Hat tip: Vlad Tepes.

4 thoughts on ““We Do Not Want Islam in Czechia”

  1. Our Slavic Brothers and Sisters do not have memories as short as the folks and the political class in Western Europe do. They bear witness to the 500+ yrs. of ottoman domination throughout the Balkans, which ended after WW 1 and the recent formation of Kosovo which is a breeding ground of radical Islam, and a transit point for contraband heading for the EU. Not being totally blind, dupes, or fools, the mess in Western Europe gives them cause to avoid a repeat performance.

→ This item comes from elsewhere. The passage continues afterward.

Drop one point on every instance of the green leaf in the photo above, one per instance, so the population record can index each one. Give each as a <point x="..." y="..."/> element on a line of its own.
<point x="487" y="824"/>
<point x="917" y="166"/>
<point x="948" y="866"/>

  2. This kind of defiant public display is necessary to bypass the Big Media guardians. It lets their fellow countrymen know and gives encouragement that there is active resistance to the ruling class that would sell them out. Good stuff.

  3. I was in Prague nine years ago, with my adult daughter; and I remember vividly walking with her up a street on the west side of the river, very near (three blocks or so) maybe St. Vitus. It was so long ago I can’t remember for sure that that was the historic church the grounds of which we had toured earlier in the day (I have searched googlemaps to identify it for you, but I am not sure that’s the right one).
    What I do remember is that it was a Sunday. And as my daughter and I had stopped for refreshments at a small bistro-type restaurant (on the south side of the street) late in the afternoon, we had front-row seats to observe a series of autos, maybe three or four, pulling up across the street. Black autos. Out of them emerged muscular, dark-suited men who took positions near us as well as on their side of the street. Then from the middle car, the limousine, a couple stepped out — seemingly man and wife — and walked 150 feet or so to a smallish church, nestled down a bit from the main road, into which they entered.
    I’m a dot connector. I have no proof of anything. But I surmised that this couple were not only Christians but that probably the man was in the government. Not many other answers for the intense security — as I see it.
    Let us pray for our fellow believers in Eastern Europe, and all over the world, that their faith will remain strong.

  4. Christian Religious affiliation, black suits and that sort of behaviour are also typical of some of the Balkan mafias, so what you saw may be a Czech variant of that type of organisation.